The Runes may be manipulated in any number of ways; different
schools use different methods. Each method has advantages and
disadvantages. Among the tools used to evoke the Runes are:
...or any other means of expression. Combinations are not likely, either. There is said to be a school of magic which allows casting simply by thinking of the necessary Runes, but this would be very difficult indeed, and require great powers of concentration. The GM must determine the advantages and drawbacks of whatever means of casting is being used. Knowledge of one type of sorcerous magic does not enable a sorcerer to understand a different method.
These are generally treated in the same manner as standard RuneQuest sorcery (whatever version you prefer), except that obviously the greater range of enchantment spells possible must be individually interpreted by the GM.
Wall of Fire: Fire + Wall + Duration
This allows the caster to create a wall of fire next to him. He may then walk away from the wall. If he wishes to create the wall at a distance from himself, he would have to cast: Fire +Range + Wall + Duration (+ Target, if this were a Casting rather than a Spell). Some other spell examples:
Movable Wall of Fire: Fire + Wall + Duration + Movement
Magic Bolt: Magic + Disorder OR Death + Bolt + Range
Heal: Magic + Harmony
Earth Armor: Earth + Self + Movement + Duration
Skin of Life: Air + Movement + Duration
Telekinesis: Air OR Magic + Movement + Duration + Range
Shapechange Man to Wolf (by touch): Magic + Man + Movement + Beast OR Wolf Name Rune + Duration
Obviously there are many ways to cause similar effects. Careful GM supervision is necessary. Given that Castings are unlikely to be used often due to their low chance of success and high cost, and that Spells have standard effects upon being formulated, it is unlikely that a GM will have to spend a great deal of time adjudicating magic. And this system should give the player of a sorcerer character a much greater feeling of involvement with and control of his magic.

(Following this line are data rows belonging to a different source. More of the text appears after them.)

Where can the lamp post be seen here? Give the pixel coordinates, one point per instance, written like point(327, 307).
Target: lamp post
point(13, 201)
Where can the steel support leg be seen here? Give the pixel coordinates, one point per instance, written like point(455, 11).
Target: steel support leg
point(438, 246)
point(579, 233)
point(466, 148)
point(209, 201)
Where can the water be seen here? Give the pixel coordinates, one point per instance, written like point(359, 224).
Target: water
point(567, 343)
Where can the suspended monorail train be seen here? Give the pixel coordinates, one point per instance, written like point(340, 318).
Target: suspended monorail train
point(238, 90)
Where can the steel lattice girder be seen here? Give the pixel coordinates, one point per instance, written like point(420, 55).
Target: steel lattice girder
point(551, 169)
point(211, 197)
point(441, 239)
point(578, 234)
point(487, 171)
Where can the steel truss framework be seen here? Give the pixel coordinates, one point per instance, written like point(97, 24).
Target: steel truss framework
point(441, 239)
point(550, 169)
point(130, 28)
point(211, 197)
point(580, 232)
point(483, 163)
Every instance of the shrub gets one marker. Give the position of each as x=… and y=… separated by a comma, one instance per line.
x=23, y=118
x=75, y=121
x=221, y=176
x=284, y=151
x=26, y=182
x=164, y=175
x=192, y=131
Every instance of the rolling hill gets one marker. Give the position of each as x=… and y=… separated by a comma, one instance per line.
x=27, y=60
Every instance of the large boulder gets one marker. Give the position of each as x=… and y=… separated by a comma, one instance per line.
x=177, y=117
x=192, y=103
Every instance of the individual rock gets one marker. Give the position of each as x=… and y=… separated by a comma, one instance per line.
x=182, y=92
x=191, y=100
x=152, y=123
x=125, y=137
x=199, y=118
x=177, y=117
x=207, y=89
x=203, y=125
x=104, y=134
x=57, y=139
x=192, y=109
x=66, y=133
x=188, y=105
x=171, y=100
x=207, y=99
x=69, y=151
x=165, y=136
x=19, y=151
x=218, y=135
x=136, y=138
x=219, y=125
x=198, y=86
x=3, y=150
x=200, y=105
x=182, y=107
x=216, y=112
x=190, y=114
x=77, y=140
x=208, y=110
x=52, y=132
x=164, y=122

What Sorcery spells cannot be duplicated by this system?
How may Spells affect characteristics? How would one duplicate Enhance Strength, for example? One possibility: Magic + Fertility + Man OR whatever species is being affected) + Duration. This would then work for any characteristic; the sorcerer's will would determine the effect of the spell. Another possibility would be to link the seven Elements to the seven characteristics, combined with the species Rune:
Fire = STR
Earth = CON
Dark = SIZ
Water = INT
Magic = POW
Air = DEX
Light = APP
Thus Enhance Strength is Magic + Man + Fire + Harmony + Duration
My intention is that it should be very difficult to learn many sorcerous Runes. This leads to sorcerers with narrower but more interesting abilities, and requires intelligence from players in the crafting of spells. Of course, given the open-ended nature of the system there is certainly potential for abuse. Common sense may be the most important ingredient for this system.